You can do descriptive statistics on variables first, and then see which data are unreasonable. The most commonly used statistics are maximum and minimum, which are used to judge whether the value of this variable is beyond a reasonable range. If the maximum customer age is 1.99 years old, the value of this variable is abnormal.

(2)3σ principle

If the data obey the normal distribution, under the 3σ principle, the abnormal value is defined as the value whose deviation from the average value exceeds 3 times the standard deviation. Under the assumption of normal distribution, the probability of the occurrence of values other than the average value of 3σ is p (| x-μ | >; 3σ)≤1.113, which belongs to very few small probability events.

if the data does not obey the normal distribution, it can also be described by how many times the standard deviation is far from the average.

(3) Box Diagram Analysis

Box Diagram provides a standard for identifying abnormal values: abnormal values are usually defined as values less than QL-1.5IQR or greater than Qu+1.5IQR. QL becomes the lower quartile, which means that four-quarters of all observed values are smaller than it; Qu is called the upper quartile, which means that a quarter of all observed values are larger than it; IQR is called quartile interval, which is the difference between the upper quartile and the lower quartile, and contains half of all the observed values.

the box chart is drawn according to the actual data, without any restrictive requirements on the data (such as obeying a certain distribution form), but it only shows the original appearance of the data distribution truly and intuitively; On the other hand, the box chart's criteria for judging outliers are based on quartile and quartile distance, and quartile has certain robustness: as much as 25% of data can become arbitrarily far without disturbing quartile greatly, so outliers can't influence this criterion. From this, it can be seen that the results of identifying outliers by box diagram are objective and have certain advantages in identifying outliers.

There may be missing values and abnormal values in the sales volume data in the catering system, as shown in the following table:

By analyzing the daily sales volume data of the catering system, it can be found that some data are missing, but if there are many data records and attributes, it is not practical to use the method of manual discrimination, so it is necessary to write a program to detect the records and attributes with missing values, as well as the number and rate of missing.

in Python's Pandas library, you only need to read the data, and then use the describe () function to view the basic situation of the data.

the running results are as follows:

where count is a non-null value, we can know that there are 211 data records through len(data), so the number of missing values is 1. In addition, the basic parameters provided are mean, standard deviation (std), minimum (min), maximum (max) and 1/4, 1/2, 3/4 quantiles (25%, 51%, 75%). The way to display these data more intuitively and detect abnormal values is to use box charts.

after running the program, the result is "the number of missing values is 1", and at the same time, the box diagram as shown in the above figure can be obtained.

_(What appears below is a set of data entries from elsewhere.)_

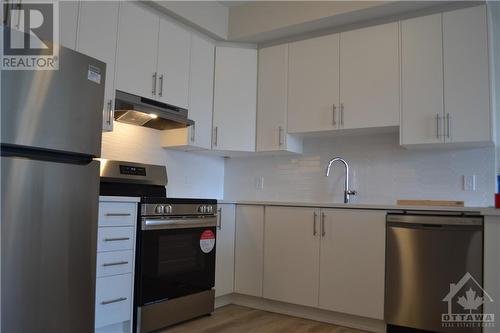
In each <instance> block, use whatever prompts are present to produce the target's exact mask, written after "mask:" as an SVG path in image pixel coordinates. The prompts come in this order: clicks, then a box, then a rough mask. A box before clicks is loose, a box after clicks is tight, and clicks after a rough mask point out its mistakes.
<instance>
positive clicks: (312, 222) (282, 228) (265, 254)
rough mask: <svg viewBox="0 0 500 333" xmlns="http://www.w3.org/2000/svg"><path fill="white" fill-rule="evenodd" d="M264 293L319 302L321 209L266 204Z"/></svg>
mask: <svg viewBox="0 0 500 333" xmlns="http://www.w3.org/2000/svg"><path fill="white" fill-rule="evenodd" d="M265 216H266V217H265V220H266V225H265V235H266V237H265V243H264V297H265V298H270V299H274V300H278V301H282V302H287V303H294V304H300V305H305V306H317V305H318V276H319V237H320V236H319V210H318V209H314V208H302V207H300V208H295V207H274V206H271V207H266V215H265Z"/></svg>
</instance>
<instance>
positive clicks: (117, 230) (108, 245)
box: [97, 227, 134, 252]
mask: <svg viewBox="0 0 500 333" xmlns="http://www.w3.org/2000/svg"><path fill="white" fill-rule="evenodd" d="M133 245H134V227H102V228H99V231H98V232H97V252H105V251H119V250H132V249H133V248H134V247H133Z"/></svg>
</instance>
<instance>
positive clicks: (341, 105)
mask: <svg viewBox="0 0 500 333" xmlns="http://www.w3.org/2000/svg"><path fill="white" fill-rule="evenodd" d="M340 125H342V126H344V103H340Z"/></svg>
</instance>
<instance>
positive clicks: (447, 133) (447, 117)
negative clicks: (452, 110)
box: [446, 113, 451, 139]
mask: <svg viewBox="0 0 500 333" xmlns="http://www.w3.org/2000/svg"><path fill="white" fill-rule="evenodd" d="M446 137H447V138H448V139H449V138H450V137H451V129H450V114H449V113H447V114H446Z"/></svg>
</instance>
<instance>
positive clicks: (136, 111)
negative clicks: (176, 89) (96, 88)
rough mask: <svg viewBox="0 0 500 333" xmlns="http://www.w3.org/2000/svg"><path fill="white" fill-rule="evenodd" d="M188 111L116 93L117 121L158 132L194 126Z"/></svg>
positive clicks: (185, 109)
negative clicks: (139, 126)
mask: <svg viewBox="0 0 500 333" xmlns="http://www.w3.org/2000/svg"><path fill="white" fill-rule="evenodd" d="M187 113H188V110H187V109H184V108H180V107H177V106H174V105H170V104H167V103H162V102H158V101H155V100H153V99H149V98H144V97H140V96H136V95H132V94H129V93H126V92H123V91H119V90H117V91H116V97H115V120H116V121H118V122H122V123H126V124H132V125H138V126H144V127H150V128H154V129H158V130H166V129H173V128H183V127H187V126H190V125H194V121H192V120H190V119H188V118H187Z"/></svg>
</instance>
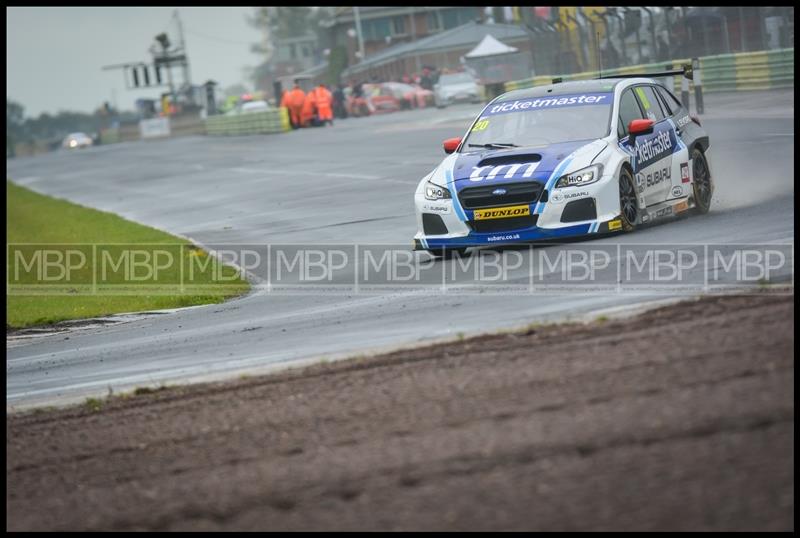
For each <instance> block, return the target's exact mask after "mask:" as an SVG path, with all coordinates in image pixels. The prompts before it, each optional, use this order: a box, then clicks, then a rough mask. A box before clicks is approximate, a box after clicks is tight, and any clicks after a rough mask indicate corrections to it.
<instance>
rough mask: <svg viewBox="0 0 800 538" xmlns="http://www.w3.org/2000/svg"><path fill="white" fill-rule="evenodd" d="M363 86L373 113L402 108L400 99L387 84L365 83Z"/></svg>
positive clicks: (366, 97)
mask: <svg viewBox="0 0 800 538" xmlns="http://www.w3.org/2000/svg"><path fill="white" fill-rule="evenodd" d="M363 88H364V97H365V98H366V99H367V105H368V106H369V109H370V112H371V113H372V114H383V113H386V112H397V111H398V110H400V99H398V98H397V97H396V96H395V94H394V92H393V91H392V90H391V88H388V87H387V86H386V85H385V84H364V86H363Z"/></svg>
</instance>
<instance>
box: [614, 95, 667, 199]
mask: <svg viewBox="0 0 800 538" xmlns="http://www.w3.org/2000/svg"><path fill="white" fill-rule="evenodd" d="M640 118H646V119H651V120H653V121H654V124H653V132H652V133H651V134H649V135H642V136H637V137H636V139H635V141H634V143H633V144H631V141H630V135H629V133H628V124H629V123H630V121H631V120H634V119H640ZM619 128H620V132H619V133H618V134H619V135H620V137H621V139H620V145H621V146H622V147H623V149H624V150H625V151H626V152H628V153H629V154H630V155H631V156H632V159H631V164H632V165H633V171H634V176H635V178H636V185H637V189H638V190H639V193H640V203H641V199H642V198H643V199H644V203H645V205H646V206H652V205H655V204H658V203H661V202H664V201H665V200H667V198H668V196H669V194H670V189H671V187H672V177H673V173H672V152H673V149H674V148H675V146H676V144H677V136H676V134H675V129H674V127H673V125H672V123H671V122H669V121H667V118H666V116H665V115H664V111H663V109H662V108H661V104H660V102H659V100H658V96H657V95H656V94H655V92H654V90H653V87H652V86H650V85H643V84H639V85H636V86H633V87H631V88H628V89H626V90H625V92H624V93H623V95H622V97H621V100H620V118H619Z"/></svg>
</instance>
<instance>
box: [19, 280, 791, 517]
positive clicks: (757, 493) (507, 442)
mask: <svg viewBox="0 0 800 538" xmlns="http://www.w3.org/2000/svg"><path fill="white" fill-rule="evenodd" d="M793 305H794V296H793V295H792V296H788V297H787V296H783V297H778V296H767V295H757V296H750V297H731V296H728V297H715V298H709V299H704V300H701V301H697V302H689V303H684V304H682V305H678V306H669V307H663V308H660V309H657V310H654V311H651V312H649V313H645V314H643V315H640V316H638V317H635V318H631V319H627V320H605V321H603V320H598V321H595V322H593V323H590V324H587V325H578V324H573V325H557V326H545V327H531V328H529V329H528V330H527V331H523V332H517V333H514V334H498V335H492V336H480V337H475V338H470V339H465V340H463V341H459V342H456V343H450V344H441V345H434V346H430V347H425V348H418V349H414V350H406V351H399V352H395V353H390V354H386V355H381V356H375V357H366V358H358V359H353V360H350V361H345V362H337V363H330V364H322V365H319V366H315V367H312V368H307V369H305V370H301V371H293V372H285V373H282V374H279V375H272V376H267V377H259V378H250V379H243V380H237V381H235V382H226V383H215V384H206V385H195V386H191V387H183V388H172V389H168V390H164V391H161V392H157V393H153V394H146V395H140V396H135V397H130V398H127V399H121V398H114V399H112V400H111V401H109V402H106V403H104V404H103V405H102V406H101V408H100V409H99V410H94V411H92V410H91V409H90V408H89V407H88V406H85V405H84V406H78V407H73V408H70V409H64V410H57V411H46V412H38V413H25V414H15V415H10V416H8V417H7V423H6V433H7V440H6V447H7V450H8V453H7V459H6V476H7V484H6V487H7V490H6V507H7V510H8V512H7V513H8V515H7V518H8V519H7V529H9V530H34V529H44V530H62V529H63V530H82V529H86V530H104V529H107V530H216V529H224V530H256V529H258V530H269V531H277V530H308V529H310V530H346V529H353V530H423V529H427V530H488V529H495V530H506V529H518V530H590V529H591V530H776V531H777V530H794V455H793V453H794V437H793V434H794V357H793V351H794V310H793Z"/></svg>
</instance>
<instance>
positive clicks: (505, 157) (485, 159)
mask: <svg viewBox="0 0 800 538" xmlns="http://www.w3.org/2000/svg"><path fill="white" fill-rule="evenodd" d="M541 160H542V156H541V155H539V154H538V153H524V154H517V155H498V156H497V157H488V158H486V159H483V160H482V161H481V162H479V163H478V166H500V165H502V164H523V163H538V162H539V161H541Z"/></svg>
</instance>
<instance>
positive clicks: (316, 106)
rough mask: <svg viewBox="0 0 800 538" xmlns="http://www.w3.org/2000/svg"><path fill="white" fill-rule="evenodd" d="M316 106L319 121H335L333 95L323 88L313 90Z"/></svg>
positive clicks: (318, 87)
mask: <svg viewBox="0 0 800 538" xmlns="http://www.w3.org/2000/svg"><path fill="white" fill-rule="evenodd" d="M313 95H314V104H315V105H316V107H317V113H318V114H319V119H320V120H322V121H325V120H333V95H332V94H331V92H329V91H328V89H327V88H324V87H322V86H319V87H317V89H315V90H313Z"/></svg>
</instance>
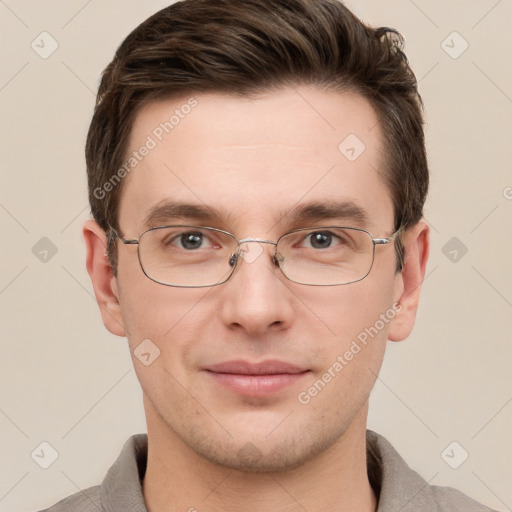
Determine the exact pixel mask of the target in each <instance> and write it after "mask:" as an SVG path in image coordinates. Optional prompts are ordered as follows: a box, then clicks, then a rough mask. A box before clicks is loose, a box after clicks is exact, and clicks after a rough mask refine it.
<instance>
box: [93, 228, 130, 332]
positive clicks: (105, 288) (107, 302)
mask: <svg viewBox="0 0 512 512" xmlns="http://www.w3.org/2000/svg"><path fill="white" fill-rule="evenodd" d="M83 235H84V240H85V247H86V251H87V261H86V264H87V272H88V273H89V276H90V278H91V281H92V285H93V287H94V294H95V295H96V301H97V302H98V306H99V307H100V312H101V317H102V319H103V324H104V325H105V327H106V328H107V329H108V330H109V331H110V332H111V333H112V334H115V335H117V336H126V330H125V328H124V323H123V317H122V315H121V306H120V304H119V291H118V287H117V279H116V277H115V276H114V273H113V271H112V267H111V266H110V263H109V261H108V257H107V236H106V234H105V232H104V231H103V229H101V228H100V226H99V225H98V224H97V223H96V222H95V221H93V220H88V221H86V222H85V223H84V226H83Z"/></svg>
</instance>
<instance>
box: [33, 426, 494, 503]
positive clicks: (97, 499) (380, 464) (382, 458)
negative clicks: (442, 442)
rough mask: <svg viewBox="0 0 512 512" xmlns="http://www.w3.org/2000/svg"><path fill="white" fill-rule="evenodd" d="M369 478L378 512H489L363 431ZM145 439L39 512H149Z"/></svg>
mask: <svg viewBox="0 0 512 512" xmlns="http://www.w3.org/2000/svg"><path fill="white" fill-rule="evenodd" d="M366 445H367V451H366V458H367V466H368V478H369V480H370V484H371V486H372V488H373V489H374V491H375V494H376V495H377V497H378V500H379V505H378V508H377V512H398V511H400V512H443V511H446V512H448V511H450V512H458V511H460V512H492V510H491V509H490V508H487V507H485V506H484V505H481V504H480V503H477V502H476V501H474V500H472V499H471V498H469V497H468V496H466V495H465V494H463V493H461V492H460V491H457V490H456V489H452V488H450V487H439V486H432V485H429V484H428V482H426V481H425V480H424V479H423V478H422V477H421V476H420V475H418V473H416V472H415V471H413V470H412V469H411V468H409V466H408V465H407V464H406V463H405V461H404V460H403V459H402V458H401V457H400V455H399V454H398V453H397V451H396V450H395V449H394V448H393V447H392V446H391V444H390V443H389V442H388V441H387V440H386V439H385V438H384V437H382V436H380V435H379V434H376V433H375V432H372V431H371V430H367V431H366ZM147 450H148V438H147V434H137V435H134V436H132V437H130V439H128V441H127V442H126V443H125V445H124V447H123V449H122V451H121V454H120V455H119V457H118V459H117V460H116V462H115V463H114V464H113V466H112V467H111V468H110V469H109V470H108V472H107V475H106V476H105V479H104V480H103V482H102V484H101V485H97V486H95V487H90V488H89V489H85V490H84V491H80V492H78V493H76V494H73V495H72V496H68V497H67V498H65V499H63V500H62V501H59V502H58V503H57V504H55V505H54V506H53V507H50V508H48V509H46V510H45V511H42V512H147V510H146V506H145V503H144V496H143V494H142V480H143V478H144V473H145V471H146V459H147Z"/></svg>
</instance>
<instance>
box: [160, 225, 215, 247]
mask: <svg viewBox="0 0 512 512" xmlns="http://www.w3.org/2000/svg"><path fill="white" fill-rule="evenodd" d="M162 244H163V245H164V246H166V247H177V248H178V249H184V250H185V251H197V250H198V249H208V248H211V247H212V246H213V244H212V242H211V241H210V239H209V238H208V237H207V236H206V234H205V233H203V232H201V231H176V230H174V231H171V233H168V236H166V237H164V238H163V240H162Z"/></svg>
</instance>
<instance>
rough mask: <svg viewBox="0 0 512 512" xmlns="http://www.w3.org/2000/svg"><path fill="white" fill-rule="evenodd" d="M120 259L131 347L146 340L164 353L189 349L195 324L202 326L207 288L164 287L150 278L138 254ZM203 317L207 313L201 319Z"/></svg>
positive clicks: (119, 295)
mask: <svg viewBox="0 0 512 512" xmlns="http://www.w3.org/2000/svg"><path fill="white" fill-rule="evenodd" d="M129 256H130V257H129V258H124V260H122V259H121V258H120V261H119V273H118V286H119V298H120V304H121V312H122V315H123V321H124V325H125V327H126V329H127V337H128V341H129V344H130V348H131V350H132V353H133V351H134V350H135V349H136V347H137V346H138V345H139V344H140V343H141V342H142V341H143V340H146V339H149V340H151V341H152V342H153V343H154V344H155V345H156V346H157V347H158V349H159V350H160V351H161V352H162V353H167V352H169V351H171V350H172V351H174V352H177V351H180V350H184V349H186V347H185V346H184V345H185V340H187V339H190V337H191V336H192V334H193V333H192V331H193V329H194V325H196V326H197V325H200V320H201V318H199V317H198V316H199V313H200V310H201V307H200V303H201V301H202V299H203V298H204V296H205V295H206V294H207V293H208V289H207V288H204V289H199V288H197V289H184V288H175V287H170V286H164V285H161V284H159V283H155V282H154V281H151V280H150V279H149V278H147V277H146V276H145V275H144V273H143V272H142V270H141V268H140V266H139V262H138V259H137V255H136V254H135V255H129ZM203 317H204V312H203V314H202V318H203Z"/></svg>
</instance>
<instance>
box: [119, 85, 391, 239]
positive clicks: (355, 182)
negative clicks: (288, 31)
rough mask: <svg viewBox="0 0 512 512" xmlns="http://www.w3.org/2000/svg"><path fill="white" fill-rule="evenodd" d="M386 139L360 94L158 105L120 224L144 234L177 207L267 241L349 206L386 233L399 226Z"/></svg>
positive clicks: (191, 101)
mask: <svg viewBox="0 0 512 512" xmlns="http://www.w3.org/2000/svg"><path fill="white" fill-rule="evenodd" d="M381 138H382V137H381V132H380V126H379V123H378V118H377V115H376V113H375V111H374V109H373V108H372V107H371V105H370V104H369V102H368V101H367V100H365V99H364V98H363V97H361V96H359V95H356V94H353V93H350V94H349V93H340V92H334V91H322V90H319V89H316V88H311V87H297V88H294V89H292V88H289V89H282V90H279V91H273V92H269V93H265V94H262V95H259V96H258V97H256V98H246V97H234V96H227V95H220V94H191V95H183V96H180V97H176V98H173V99H166V100H161V101H157V102H153V103H150V104H147V105H145V106H144V107H143V108H141V109H140V111H139V112H138V114H137V116H136V118H135V121H134V124H133V128H132V132H131V137H130V141H129V149H128V154H127V161H128V159H131V160H132V163H133V164H134V165H133V167H131V168H130V170H129V172H128V173H127V177H126V178H125V180H126V181H125V183H124V184H123V192H122V195H121V200H120V210H119V211H120V215H119V223H120V225H121V227H122V229H124V230H127V229H129V230H135V229H139V230H140V229H142V228H143V227H144V226H143V221H144V219H145V218H147V216H148V213H150V211H151V210H152V209H154V207H155V205H159V204H160V205H161V204H164V203H165V202H167V201H168V202H172V203H187V204H197V205H201V206H207V207H208V208H211V209H212V210H213V211H215V212H217V213H218V214H219V215H220V216H221V217H222V220H223V221H224V225H226V223H231V225H232V224H233V223H235V224H240V225H241V224H243V223H244V222H249V221H250V222H251V225H252V226H253V227H254V229H260V228H261V229H262V230H263V231H264V230H265V226H267V228H268V227H269V226H270V225H271V224H272V225H275V223H276V220H279V219H278V218H281V219H282V218H283V217H284V216H285V215H286V212H287V211H292V210H293V209H295V210H296V209H297V207H300V206H301V204H311V203H314V204H315V205H319V204H321V203H322V202H325V203H326V204H327V203H329V204H331V205H332V204H333V203H341V202H348V203H351V204H353V205H354V204H355V205H356V206H359V207H360V208H361V209H363V210H364V211H365V212H366V213H367V217H368V221H369V222H370V223H373V224H374V226H379V220H380V222H381V224H382V220H383V219H384V222H385V221H386V219H389V221H391V220H392V202H391V198H390V196H389V192H388V190H387V187H386V186H385V185H384V182H383V180H382V172H383V161H384V158H383V157H384V155H383V148H382V140H381ZM135 160H136V161H135ZM146 227H147V226H146ZM233 227H236V226H233ZM366 227H370V226H366ZM386 227H387V226H386ZM389 227H391V226H389Z"/></svg>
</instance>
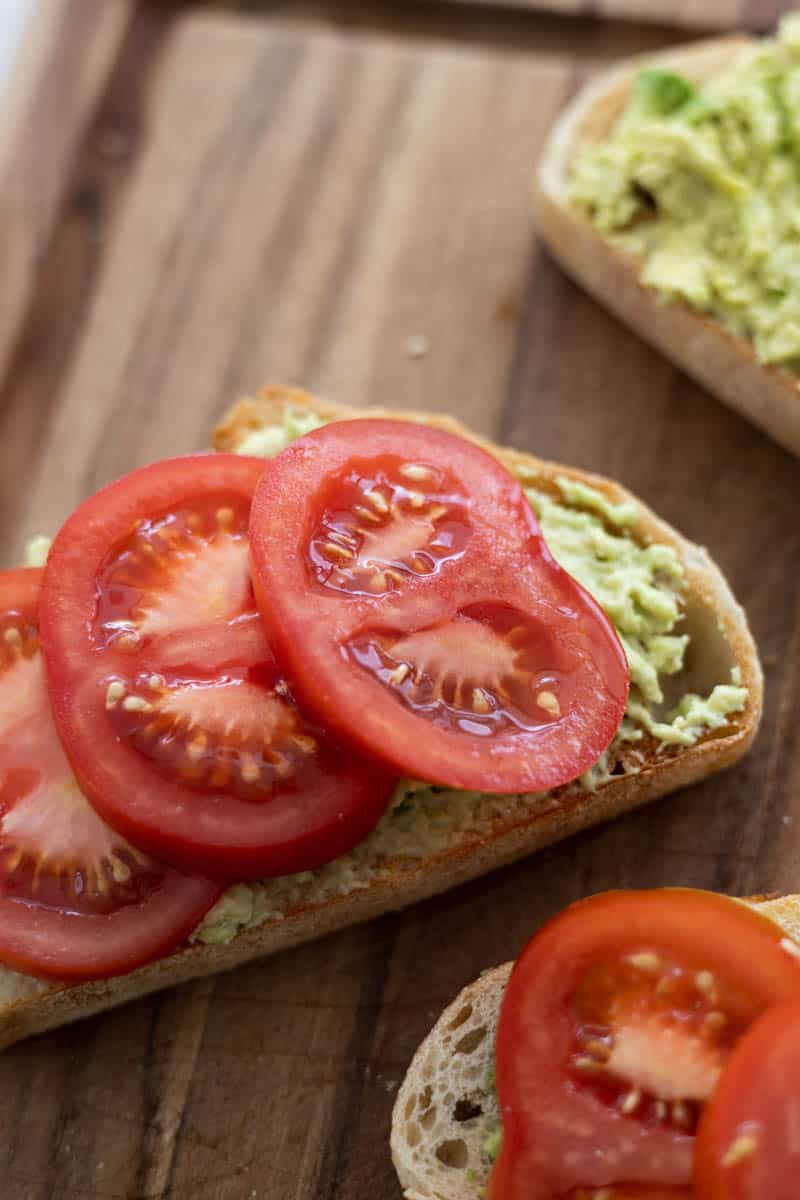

as can be seen from the figure, seven sales figures exceeding the upper and lower bounds in the box chart may be abnormal values. Combined with specific services, 865, 4161.3 and 4165.2 can be classified as normal values, and 22, 51, 61, 6617.4 and 9116.44 can be classified as abnormal values. Finally, the filtering rules are determined as follows: if the daily sales volume is below 411 and above 5111, it belongs to abnormal data, and the filtering program is written for subsequent processing.

data inconsistency refers to the contradiction and incompatibility of data. Mining inconsistent data directly may produce mining results that are contrary to reality.

in the process of data mining, inconsistent data mainly occurs in the process of data integration, which may be caused by the failure to make consistency with the re-stored data from different data sources. For example, both tables store the user's phone number, but only the data in one table is updated when the user's phone number changes, so there are inconsistent data in the two tables.